TimeMap timeMap = new TimeMap();
timeMap.set("love", "high", 10);  // store the key "love" and value "high" along with timestamp = 10
timeMap.set("love", "low", 20);  // store the key "love" and value "low" along with timestamp = 20
timeMap.get("love", 5);          // return "" (no value set before timestamp = 5)
timeMap.get("love", 10);         // return "high"
timeMap.get("love", 15);         // return "high" (the latest value set before timestamp = 15)

Steps

  1. Data Structure: Use a dictionary to store key-value pairs. The value associated with each key will be a list of (timestamp, value) pairs, sorted by timestamp. This allows efficient retrieval of the latest value before a given timestamp.

  2. set(string key, string value, int timestamp):

    • If the key exists in the dictionary, append the new (timestamp, value) pair to its list.
    • Otherwise, create a new list with the (timestamp, value) pair and add it to the dictionary.

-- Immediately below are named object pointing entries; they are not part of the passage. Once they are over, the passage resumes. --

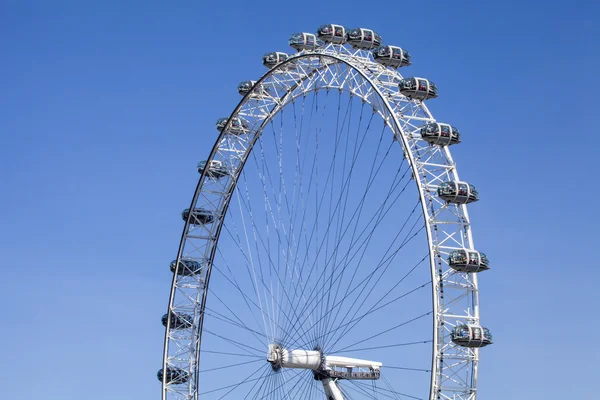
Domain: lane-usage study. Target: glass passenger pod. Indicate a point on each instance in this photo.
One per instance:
(246, 87)
(418, 88)
(238, 126)
(215, 169)
(465, 260)
(305, 41)
(186, 267)
(331, 33)
(440, 134)
(272, 59)
(457, 192)
(178, 321)
(199, 216)
(391, 56)
(364, 39)
(470, 335)
(173, 375)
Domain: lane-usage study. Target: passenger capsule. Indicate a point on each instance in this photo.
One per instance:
(238, 126)
(305, 41)
(200, 216)
(440, 134)
(418, 88)
(331, 33)
(186, 267)
(471, 336)
(466, 260)
(458, 192)
(173, 375)
(246, 87)
(178, 321)
(272, 59)
(391, 56)
(364, 39)
(215, 169)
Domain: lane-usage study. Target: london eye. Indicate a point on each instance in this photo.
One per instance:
(327, 251)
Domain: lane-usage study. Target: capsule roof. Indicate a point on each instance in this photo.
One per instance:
(237, 126)
(418, 88)
(272, 59)
(187, 267)
(363, 38)
(216, 169)
(466, 260)
(332, 33)
(178, 320)
(247, 86)
(457, 192)
(305, 41)
(440, 134)
(391, 56)
(199, 216)
(471, 335)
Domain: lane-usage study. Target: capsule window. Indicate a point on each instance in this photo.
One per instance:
(445, 131)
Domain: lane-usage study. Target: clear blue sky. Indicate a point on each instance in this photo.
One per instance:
(106, 108)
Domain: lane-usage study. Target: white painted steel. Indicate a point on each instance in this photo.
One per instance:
(454, 294)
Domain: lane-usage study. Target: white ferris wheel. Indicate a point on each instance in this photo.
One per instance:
(309, 266)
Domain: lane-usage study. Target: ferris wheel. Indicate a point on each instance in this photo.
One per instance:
(327, 251)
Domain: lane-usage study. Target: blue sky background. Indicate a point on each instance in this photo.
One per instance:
(106, 107)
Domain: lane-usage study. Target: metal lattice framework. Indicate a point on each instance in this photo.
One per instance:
(447, 226)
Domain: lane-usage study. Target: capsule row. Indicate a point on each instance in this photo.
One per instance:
(437, 133)
(471, 335)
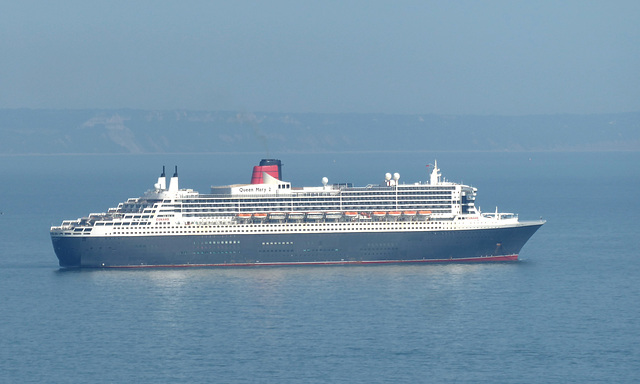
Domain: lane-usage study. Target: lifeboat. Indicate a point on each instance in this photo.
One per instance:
(315, 215)
(277, 216)
(296, 216)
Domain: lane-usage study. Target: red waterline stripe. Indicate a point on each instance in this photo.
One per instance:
(463, 260)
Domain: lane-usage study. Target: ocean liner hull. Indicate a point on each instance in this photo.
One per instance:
(493, 244)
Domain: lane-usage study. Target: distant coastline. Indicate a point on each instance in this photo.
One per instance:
(37, 132)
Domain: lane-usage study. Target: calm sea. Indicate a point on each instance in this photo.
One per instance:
(566, 313)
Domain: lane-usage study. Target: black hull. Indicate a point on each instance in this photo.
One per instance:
(299, 248)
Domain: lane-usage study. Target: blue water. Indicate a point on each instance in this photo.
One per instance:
(567, 312)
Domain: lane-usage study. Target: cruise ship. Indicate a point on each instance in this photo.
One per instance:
(269, 222)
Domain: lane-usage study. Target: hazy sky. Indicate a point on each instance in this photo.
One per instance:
(444, 57)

  3. get(string key, int timestamp):

    • If the key doesn't exist, return "".
    • Perform a binary search on the list of (timestamp, value) pairs associated with the key to find the latest timestamp less than or equal to the given timestamp.
    • Return the value associated with that timestamp.

Explanation

The solution uses a dictionary to store the data, mapping keys to a list of (timestamp, value) pairs. This allows for efficient storage and retrieval of data. The use of binary search in the get method ensures that the retrieval of the latest value before a given timestamp happens in logarithmic time. This is crucial for maintaining efficiency with a large number of calls.

Code

using System;
using System.Collections.Generic;
using System.Collections;

public class TimeMap
{
    private Dictionary<string, List<(int timestamp, string value)>> data;

    /** Initialize your data structure here. */
    public TimeMap()
    {
        data = new Dictionary<string, List<(int timestamp, string value)>>();
    }

    public void Set(string key, string value, int timestamp)
    {
        if (!data.ContainsKey(key))
        {
            data[key] = new List<(int, string)>();
        }
        data[key].Add((timestamp, value));
    }

    public string Get(string key, int timestamp)
    {
        if (!data.ContainsKey(key))
        {
            return "";
        }

        List<(int, string)> list = data[key];
        int left = 0, right = list.Count - 1;
        int resultIndex = -1;

        while (left <= right)
        {
            int mid = left + (right - left) / 2;
            if (list[mid].timestamp <= timestamp)
            {
                resultIndex = mid;
                left = mid + 1;
            }
            else
            {
                right = mid - 1;
            }
        }

        return resultIndex == -1 ? "" : list[resultIndex].value;
    }
}

Complexity

  • Time Complexity:

    • set: O(1) on average (amortized), O(n) in the worst case (if a key's list needs to be resized). The addition to the list is constant time, assuming an amortized analysis of list resizing.
    • get: O(log n), where n is the number of (timestamp, value) pairs associated with a key due to the binary search.

  • Space Complexity: O(m * n), where m is the number of unique keys and n is the maximum number of (timestamp, value) pairs for any single key. The space is proportional to the total number of entries stored.